I suppose at some level I should be happy that the House of Representatives defeated the Administration's and the Democratic Congressional leadership's proposal to bail out Wall Street. Nevertheless, a few facts remain.

One, we are still in dire straits economically. Yes, it is the fault of these industries, a deregulated environment, and the fact we have allowed business to administer the halls of power and our financial well being into what we have now. However, the average American is still spending (earned and borrowed) more than he or she makes in a year. The institutions, once corrected by market forces, are going to destroy the life's savings, retirements, and jobs of millions of people. There is no getting around that.

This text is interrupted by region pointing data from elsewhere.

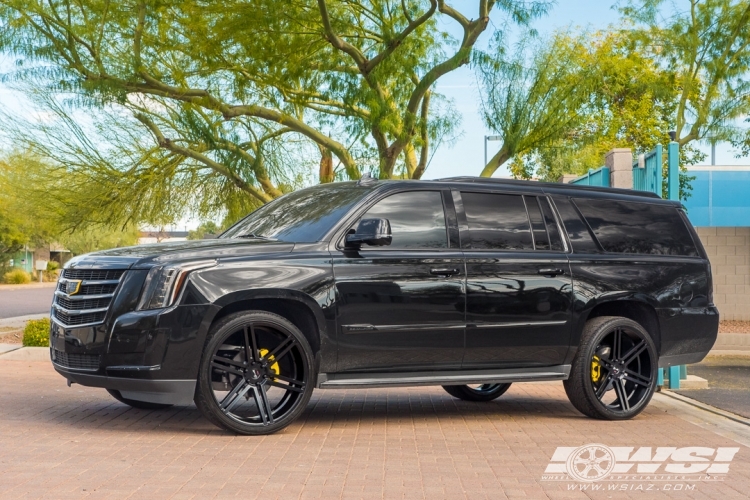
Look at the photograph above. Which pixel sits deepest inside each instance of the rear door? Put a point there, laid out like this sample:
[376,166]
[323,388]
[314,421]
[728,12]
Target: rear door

Moreover, there is no guarantee that any infusion of government money is going to prevent it. The rot of the markets has already set in and has for the past two weeks (arguably the past year, since the subprime collapse occurred last autumn). There is no way even $700 billion is going to rescue it because the fundamentals and credit-worthiness of the companies and its clients remain weak. Did anyone honestly believe that if this bill had passed that the lending institutions would loosen the credit requirements again? We deregulated the industry and cut their taxes multiple times in the past decade and the executives of these companies still managed to put themselves on the economic and financial brink.

Two, there still remains an ideological cleavage in the House of Representatives. More than two-thirds of House Republicans opposed the bailout because they think anything that interferes with the market is necessarily wrong. Forty percent of House Democrats opposed it because, like myself, they were critical of a corporate giveaway and reward for institutions and executives whose criminal conduct destroyed these institutions. This defeat is not going to bridge that divide. If Congress were to really take up the legislation that it should, which would mean concentrating on protecting the assets, retirements, and homes of workers, instead of executives, those same Republicans would likely oppose it, as well as any regulations on an industry they were vital in deregulating back in the 1990s (with the help of then President Bill Clinton). It seems highly unlikely that this Congress will do anything that is of value.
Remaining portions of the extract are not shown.